---
Rimba tanpa permisi langsung masuk ke dalam kamar Rin. Lelaki itu membuka pintu paksa tanpa bisa dicegah. Saat itu Rin sedang merapikan buku pelajaran ke dalam tas ranselnya.
Rimba menghampiri Rin di meja belajar, lalu menarik lengan gadis itu agar berdiri. “Gue sudah bilang jangan temenan sama Cakra. Sekalipun lo gak punya teman sama sekali.” Amarah Rimba sudah berada di puncak. Telunjuknya diarahkan pada Rin, tepat di wajahnya.
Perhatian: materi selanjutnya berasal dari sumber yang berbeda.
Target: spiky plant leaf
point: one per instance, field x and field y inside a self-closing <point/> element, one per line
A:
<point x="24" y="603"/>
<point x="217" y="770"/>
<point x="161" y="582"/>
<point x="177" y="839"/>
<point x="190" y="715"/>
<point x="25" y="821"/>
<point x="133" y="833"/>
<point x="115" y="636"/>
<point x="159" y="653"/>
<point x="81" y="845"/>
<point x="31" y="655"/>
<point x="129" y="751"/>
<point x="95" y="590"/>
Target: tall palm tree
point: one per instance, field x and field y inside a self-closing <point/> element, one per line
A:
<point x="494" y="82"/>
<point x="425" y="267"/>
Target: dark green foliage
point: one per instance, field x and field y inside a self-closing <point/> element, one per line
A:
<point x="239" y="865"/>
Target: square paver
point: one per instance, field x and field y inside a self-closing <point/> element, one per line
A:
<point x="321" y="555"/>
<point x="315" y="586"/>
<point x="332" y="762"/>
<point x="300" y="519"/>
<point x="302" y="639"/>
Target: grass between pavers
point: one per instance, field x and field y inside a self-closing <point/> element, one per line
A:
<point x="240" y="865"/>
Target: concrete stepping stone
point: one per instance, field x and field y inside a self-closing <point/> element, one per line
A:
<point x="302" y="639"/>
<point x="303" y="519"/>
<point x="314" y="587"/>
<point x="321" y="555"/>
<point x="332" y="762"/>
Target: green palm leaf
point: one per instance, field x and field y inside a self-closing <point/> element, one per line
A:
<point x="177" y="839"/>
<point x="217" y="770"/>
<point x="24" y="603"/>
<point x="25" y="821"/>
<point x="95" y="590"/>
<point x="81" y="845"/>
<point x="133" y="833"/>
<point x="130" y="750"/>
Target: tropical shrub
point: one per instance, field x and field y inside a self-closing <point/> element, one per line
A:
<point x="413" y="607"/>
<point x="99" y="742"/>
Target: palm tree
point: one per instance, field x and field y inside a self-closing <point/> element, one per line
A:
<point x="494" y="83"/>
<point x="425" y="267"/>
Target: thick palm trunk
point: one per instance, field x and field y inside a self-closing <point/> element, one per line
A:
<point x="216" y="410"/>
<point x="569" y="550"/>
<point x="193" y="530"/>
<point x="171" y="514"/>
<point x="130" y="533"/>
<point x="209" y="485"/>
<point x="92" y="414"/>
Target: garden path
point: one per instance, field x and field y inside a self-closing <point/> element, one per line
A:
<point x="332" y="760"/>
Lantas Rin pun menepis tangan Rimba dengan sentakan yang cukup kasar. “Kenapa? Kenapa aku tidak boleh berteman dengan dia?” Rin balik menantang, tidak mau kalah dalam perdebatan.
Keduanya saling beradu tatapan kemarahan.
Dengan sengaja Rimba menarik dagu Rin, hingga wajah gadis itu terdongak padanya. “Sejak kapan lo berani ngelawan gue? Sejak temenan sama Cakra? Gue kakak lo. Ingat itu, Rininta.” Tangan Rimba semakin menekan dagu Rin sampai ia mengaduh kesakitan.
Rin tidak mau kalah, ia ikut mencengkeram tangan Rimba sama kuat.
Mata Rimba melotot, tidak percaya akan hal yang dilakukan oleh Rin. “Lo beneran berani sama gue?” Rimba mendecih. Ia pun melepaskan dagu gadis itu dari cengkramannya, lalu berbalik ingin melayangkan sebuah pukulan yang pasti akan terasa sangat sakit jika mengenai wajah Rin.
Untung saja dua detik sebelum hal menyakitkan itu terjadi, ayah dan bunda datang bersamaan, berusaha mencegah kekerasan yang akan dilakukan oleh anak lelakinya.
“CUKUP.” Ayah berteriak, menghentikan niat Rimba untuk menampar Rin.
Dengan sigap, bunda menarik tubuh Rin ke arahnya, sedikit menjauh dari Rimba yang langsung diseret keluar oleh ayah. Di kamar hanya tersisa bunda dan Rin.
Selepas keluarnya Rimba dan ayah, Rin langsung memeluk tubuh Bunda. Berupaya membagi kesedihan, ketakutan, dan kejengkelan yang ia rasakan kepada Rimba. Sudah cukup kiranya ia bersabar atas kelakuan sang kakak terhadapnya. Semena-mena, memerintah semaunya, serta melarangnya ini dan itu, apapun keinginannya. Bahkan berpura-pura tidak mengenal Rimba di sekolah dan melarangnya untuk mengaku sebagai adik seorang Rimba Rajata adalah haram hukunya, juga telah ia lakukan bahkan sejak pertama kali menginjakkan kaki di SMA Cendekia. Semua itu ia lakukan agar tidak terlibat pertengkaran dengan Rimba. Tapi apa sekarang? Baru sekali saja Rin tidak ingin mematuhi larangannya, Rimba malah tega akan melayangkan tamparan kepadanya. Sungguh, Rimba benar-benar keterlaluan.
“Bun, kak Rimba jahat.” Rin terisak.